Add skills
Give an agent access to skills that are published in agentregistry. Skills are loaded into the agent at runtime and made available under the /skills folder.
Before you begin
- Follow the Get started guide to set up agentregistry and start the agentregistry daemon.
- Create an agent.
- Create a skill and publish it to agentregistry.
Add a skill
You can add a skill to your agent from two sources: a published skill in agentregistry, or a container image directly.
From the registry
Add a skill that was previously published to agentregistry by referencing the skill name in the registry.
-
List the skills that are published in agentregistry.
arctl skill listExample output:
NAME VERSION STATUS UPDATED user/argocd-cli-setup 1.0.0 active 2m -
Add the skill to your agent.
arctl agent add-skill my-skill \ --project-dir myagent \ --registry-skill-name user/argocd-cli-setupExample output:
✓ Added skill 'my-skill' to agent.yamlYou can optionally specify a version and a registry URL:
Flag Description --registry-skill-nameName of the skill in the registry. Required. --registry-skill-versionVersion to use. If omitted, the latest version is used. --registry-urlRegistry URL. If omitted, the default registry is used.
From a container image
If the skill is packaged as a Docker image, you can reference it directly without publishing to the registry first.
arctl agent add-skill my-skill \
--project-dir myagent \
--image docker.io/org/my-skill:1.0.0Verify the agent definition
After adding a skill, verify that the agent.yaml file was updated.
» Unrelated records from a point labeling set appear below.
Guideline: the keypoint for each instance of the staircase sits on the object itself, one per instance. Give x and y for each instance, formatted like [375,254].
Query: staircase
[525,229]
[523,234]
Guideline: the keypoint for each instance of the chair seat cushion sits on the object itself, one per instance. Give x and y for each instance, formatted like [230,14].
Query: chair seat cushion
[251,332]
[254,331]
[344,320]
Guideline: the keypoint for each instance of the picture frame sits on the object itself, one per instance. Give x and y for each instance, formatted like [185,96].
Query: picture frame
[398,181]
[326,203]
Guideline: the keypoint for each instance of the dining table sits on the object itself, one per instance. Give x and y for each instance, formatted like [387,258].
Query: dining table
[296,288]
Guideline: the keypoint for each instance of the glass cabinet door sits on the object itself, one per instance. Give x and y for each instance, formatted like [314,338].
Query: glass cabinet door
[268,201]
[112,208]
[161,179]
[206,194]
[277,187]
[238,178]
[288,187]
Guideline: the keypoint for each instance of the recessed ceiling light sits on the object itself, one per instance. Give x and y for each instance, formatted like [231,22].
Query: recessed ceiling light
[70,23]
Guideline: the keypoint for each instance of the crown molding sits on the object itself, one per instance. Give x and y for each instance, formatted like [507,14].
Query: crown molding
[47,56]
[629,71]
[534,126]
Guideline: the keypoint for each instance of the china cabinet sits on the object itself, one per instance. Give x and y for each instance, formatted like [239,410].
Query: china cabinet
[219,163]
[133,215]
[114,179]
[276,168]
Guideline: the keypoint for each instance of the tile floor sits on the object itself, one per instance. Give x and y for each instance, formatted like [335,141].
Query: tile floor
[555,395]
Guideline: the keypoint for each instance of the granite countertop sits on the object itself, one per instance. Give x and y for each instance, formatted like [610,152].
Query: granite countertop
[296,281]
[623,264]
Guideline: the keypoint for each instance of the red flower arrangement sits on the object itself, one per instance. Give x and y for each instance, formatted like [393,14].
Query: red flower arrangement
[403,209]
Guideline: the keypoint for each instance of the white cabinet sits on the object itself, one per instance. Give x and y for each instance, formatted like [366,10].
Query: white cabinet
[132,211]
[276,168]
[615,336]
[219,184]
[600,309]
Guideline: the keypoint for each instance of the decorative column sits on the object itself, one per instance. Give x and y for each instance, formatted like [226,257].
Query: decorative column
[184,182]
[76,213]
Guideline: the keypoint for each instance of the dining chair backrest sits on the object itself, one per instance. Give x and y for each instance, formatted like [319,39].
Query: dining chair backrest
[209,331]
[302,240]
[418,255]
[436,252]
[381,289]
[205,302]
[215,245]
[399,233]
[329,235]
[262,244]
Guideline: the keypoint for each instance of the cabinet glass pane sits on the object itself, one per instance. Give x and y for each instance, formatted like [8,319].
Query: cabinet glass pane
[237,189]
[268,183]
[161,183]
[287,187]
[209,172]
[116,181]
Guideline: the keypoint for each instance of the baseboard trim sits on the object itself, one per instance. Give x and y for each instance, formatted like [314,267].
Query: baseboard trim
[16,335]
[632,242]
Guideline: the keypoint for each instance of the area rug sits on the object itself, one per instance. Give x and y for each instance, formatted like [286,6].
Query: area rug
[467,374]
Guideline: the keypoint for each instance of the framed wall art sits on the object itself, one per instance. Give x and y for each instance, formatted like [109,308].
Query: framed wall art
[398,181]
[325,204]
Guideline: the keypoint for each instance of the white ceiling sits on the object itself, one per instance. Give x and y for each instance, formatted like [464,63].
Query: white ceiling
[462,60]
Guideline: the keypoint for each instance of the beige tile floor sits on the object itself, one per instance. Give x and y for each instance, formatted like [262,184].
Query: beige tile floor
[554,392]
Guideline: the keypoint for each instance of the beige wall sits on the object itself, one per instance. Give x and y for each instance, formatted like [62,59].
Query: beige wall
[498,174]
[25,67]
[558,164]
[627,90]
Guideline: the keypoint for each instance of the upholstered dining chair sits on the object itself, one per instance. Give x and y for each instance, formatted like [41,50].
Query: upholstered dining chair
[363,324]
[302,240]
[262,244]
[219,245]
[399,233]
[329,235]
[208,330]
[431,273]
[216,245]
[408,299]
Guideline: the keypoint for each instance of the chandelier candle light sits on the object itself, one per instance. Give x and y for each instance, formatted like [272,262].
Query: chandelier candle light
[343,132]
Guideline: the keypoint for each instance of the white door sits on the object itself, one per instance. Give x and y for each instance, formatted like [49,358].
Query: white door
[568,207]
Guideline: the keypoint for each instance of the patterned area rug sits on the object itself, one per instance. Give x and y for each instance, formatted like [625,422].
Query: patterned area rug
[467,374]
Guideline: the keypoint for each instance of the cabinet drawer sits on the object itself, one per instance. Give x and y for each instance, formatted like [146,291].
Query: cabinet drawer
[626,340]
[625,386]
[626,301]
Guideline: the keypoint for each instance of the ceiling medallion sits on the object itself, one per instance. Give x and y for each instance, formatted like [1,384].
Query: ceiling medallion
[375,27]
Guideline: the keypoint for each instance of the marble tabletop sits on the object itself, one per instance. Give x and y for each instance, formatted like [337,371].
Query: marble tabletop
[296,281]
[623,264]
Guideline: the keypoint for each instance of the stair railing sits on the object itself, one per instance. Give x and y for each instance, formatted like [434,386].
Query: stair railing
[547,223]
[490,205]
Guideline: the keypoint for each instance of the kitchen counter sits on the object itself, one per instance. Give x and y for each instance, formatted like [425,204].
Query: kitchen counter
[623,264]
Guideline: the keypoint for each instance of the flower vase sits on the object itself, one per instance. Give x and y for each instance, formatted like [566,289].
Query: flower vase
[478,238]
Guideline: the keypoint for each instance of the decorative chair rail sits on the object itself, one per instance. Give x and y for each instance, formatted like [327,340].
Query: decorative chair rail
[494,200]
cat myagent/agent.yamlExample output:
agentName: myagent
image: ghcr.io/myagent:latest
language: python
framework: adk
modelProvider: gemini
modelName: gemini-2.0-flash
description: ""
skills:
- name: my-skill
registrySkillName: user/argocd-cli-setupRun the agent with skills
When you run an agent locally, agentregistry resolves the skills from the registry and makes them available to the agent.
arctl agent run myagentDuring startup, arctl:
- Resolves each skill in the agent manifest from the registry.
- Downloads the skill contents. Docker-packaged skills are extracted from the container image. GitHub-hosted skills are cloned from the repository.
- Places all skill files in a temporary directory and sets the
KAGENT_SKILLS_FOLDERenvironment variable to point to it. - Mounts the skills directory into the agent container at
/skills(read-only).
The agent can then load and use the skills from the /skills folder at runtime.
Deploy the agent with skills to Kubernetes
When you deploy an agent that references skills to Kubernetes, agentregistry resolves the skills and adds them to the Agent custom resource (CR). The kagent operator then handles pulling the skills into the agent pod.
arctl agent deploy myagent --provider-id kubernetes-defaultDuring deployment, arctl:
- Resolves each skill from the registry to determine its source (Docker image or GitHub repository).
- Populates the
spec.skillsfield on the Agent CR:- Docker/OCI images are added to
spec.skills.refs. - GitHub repositories are added to
spec.skills.gitRefswith the repository URL, branch, and subdirectory path.
- Docker/OCI images are added to
- The kagent operator pulls the skill contents into the agent pod and makes them available under
/skills.
Example Agent CR with skills:
apiVersion: kagent.dev/v1alpha2
kind: Agent
metadata:
name: myagent
spec:
type: BYO
byo:
deployment:
image: ghcr.io/myagent:latest
skills:
refs:
- docker.io/org/my-docker-skill:1.0.0
gitRefs:
- url: https://github.com/org/skills.git
ref: main
path: skills/my-skill
name: my-skillCleanup
To remove a skill from the agent, edit the agent.yaml file and remove the skill reference from the skills list. Then, re-build and re-run or re-deploy the agent.